Die anderen pflichteten ihm lebhaft bei. Auch der Stotterer, den sie wegen seiner Aussprache Tartamudo nannten, gab ihnen recht. Aber weil er immer so lange brauchte, um einen Satz herauszubringen, nahm ihn keiner für voll, und sie hörten ihm auch gar nicht erst zu.

Aber es war bezeichnend für sie, daß sie jetzt groß herumtönten, seit sie ihre Freiheit wieder hatten.

Beide Flöße segelten fast nebeneinander in Richtung Süden. Es war jetzt später Nachmittag, und eine laue Brise trieb die Flöße langsam über das Meer.

Acosta warf immer wieder einen Blick zurück. Er sah das Wrack der „San Jacinto“ und achteraus von ihr die Karavelle. Dort waren die Kerle gerade dabei, etwas weiter achteraus zu verholen.

Auch die fünf anderen sahen gespannt dem Manöver zu, konnten es sich allerdings nicht erklären.

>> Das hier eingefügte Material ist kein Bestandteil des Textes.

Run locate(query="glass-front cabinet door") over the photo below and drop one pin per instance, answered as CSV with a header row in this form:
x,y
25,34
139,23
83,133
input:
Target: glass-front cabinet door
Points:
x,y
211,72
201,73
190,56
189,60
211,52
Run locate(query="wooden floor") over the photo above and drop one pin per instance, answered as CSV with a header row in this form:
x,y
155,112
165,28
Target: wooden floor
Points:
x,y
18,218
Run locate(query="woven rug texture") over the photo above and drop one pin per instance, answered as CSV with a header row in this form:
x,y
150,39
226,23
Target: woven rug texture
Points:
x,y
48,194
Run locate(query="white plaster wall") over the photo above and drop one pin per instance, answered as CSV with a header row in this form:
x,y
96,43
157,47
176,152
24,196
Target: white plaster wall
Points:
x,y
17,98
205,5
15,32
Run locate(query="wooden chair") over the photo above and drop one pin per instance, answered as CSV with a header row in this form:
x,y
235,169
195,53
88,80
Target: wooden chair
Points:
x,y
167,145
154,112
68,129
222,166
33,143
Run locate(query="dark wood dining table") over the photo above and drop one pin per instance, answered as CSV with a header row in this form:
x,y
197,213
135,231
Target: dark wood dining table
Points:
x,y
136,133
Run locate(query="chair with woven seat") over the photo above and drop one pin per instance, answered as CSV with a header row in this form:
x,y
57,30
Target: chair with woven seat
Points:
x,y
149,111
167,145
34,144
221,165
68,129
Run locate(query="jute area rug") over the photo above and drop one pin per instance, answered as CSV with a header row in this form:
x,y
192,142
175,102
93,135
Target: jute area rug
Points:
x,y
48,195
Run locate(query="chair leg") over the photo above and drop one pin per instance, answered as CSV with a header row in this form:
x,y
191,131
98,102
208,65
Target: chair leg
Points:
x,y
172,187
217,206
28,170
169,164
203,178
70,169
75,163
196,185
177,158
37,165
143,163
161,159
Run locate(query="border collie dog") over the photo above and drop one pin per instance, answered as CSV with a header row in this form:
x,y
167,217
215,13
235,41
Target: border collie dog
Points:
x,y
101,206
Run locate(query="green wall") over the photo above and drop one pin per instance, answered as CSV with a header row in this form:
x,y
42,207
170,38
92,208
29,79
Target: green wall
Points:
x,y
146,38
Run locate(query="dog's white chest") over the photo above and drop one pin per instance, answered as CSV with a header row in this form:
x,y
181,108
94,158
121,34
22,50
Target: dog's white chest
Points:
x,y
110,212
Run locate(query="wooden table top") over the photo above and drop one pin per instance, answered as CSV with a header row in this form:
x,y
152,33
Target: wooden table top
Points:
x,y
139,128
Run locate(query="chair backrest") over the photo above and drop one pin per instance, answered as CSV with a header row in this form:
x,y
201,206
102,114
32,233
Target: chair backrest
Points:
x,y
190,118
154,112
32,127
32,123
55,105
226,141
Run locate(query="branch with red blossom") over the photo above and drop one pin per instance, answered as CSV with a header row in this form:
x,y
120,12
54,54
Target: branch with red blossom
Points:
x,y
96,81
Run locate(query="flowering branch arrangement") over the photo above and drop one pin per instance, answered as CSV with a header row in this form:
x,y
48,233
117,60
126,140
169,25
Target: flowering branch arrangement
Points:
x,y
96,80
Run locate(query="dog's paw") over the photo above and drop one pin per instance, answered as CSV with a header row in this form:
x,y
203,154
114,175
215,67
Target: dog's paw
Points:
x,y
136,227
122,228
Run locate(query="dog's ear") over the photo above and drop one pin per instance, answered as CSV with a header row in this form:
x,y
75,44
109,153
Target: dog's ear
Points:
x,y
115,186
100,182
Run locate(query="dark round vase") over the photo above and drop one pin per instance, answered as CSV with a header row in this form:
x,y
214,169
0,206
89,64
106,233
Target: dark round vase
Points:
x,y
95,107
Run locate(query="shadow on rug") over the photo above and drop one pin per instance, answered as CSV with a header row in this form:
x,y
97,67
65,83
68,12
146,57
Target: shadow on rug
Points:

Noch etwas später sahen sie, wie ein Beiboot zu der zerschossenen Galeone gepullt wurde.

„Einen Kieker hätten wir mitnehmen sollen“, sagte Acosta. Dann ließ er für einen kurzen Augenblick das Ruder los und rieb sich die Hände.

„Jetzt gehen sie an Bord und werden eine Überraschung erleben. Die zweite wird noch folgen.“

Mittlerweile wußten alle Schnapphähne, was Acosta und Prado mit dem Proviant angestellt hatten.

„Ich kenne doch die Kerle“, sagte Acosta. „Sobald sie in der Proviantlast stehen und den verlockenden Speck sehen, werden sie nicht widerstehen können und sich ein paar Scheiben absäbeln. Dann finden sie den Wein und den Rum, und aus lauter Freude werden sie sich das Zeug zu Gemüte führen. Ist doch überall das gleiche“, meinte er mit einer wegwerfenden und verächtlichen Handbewegung. „Ich würde es ja auch nicht anders halten. Aber die sind bald geliefert.“

Seine Begeisterung steckte die anderen jedoch nicht an. Sie hatten kein richtiges Vertrauen mehr zu ihm, weil alles, was er bisher angepackt hatte, schiefgegangen war.

„Vielleicht sind sie schlauer, als wir denken“, sagte Esposito, ein Glatzkopf mit wildem Schnurrbart, der ihn brutal und hinterhältig aussehen ließ.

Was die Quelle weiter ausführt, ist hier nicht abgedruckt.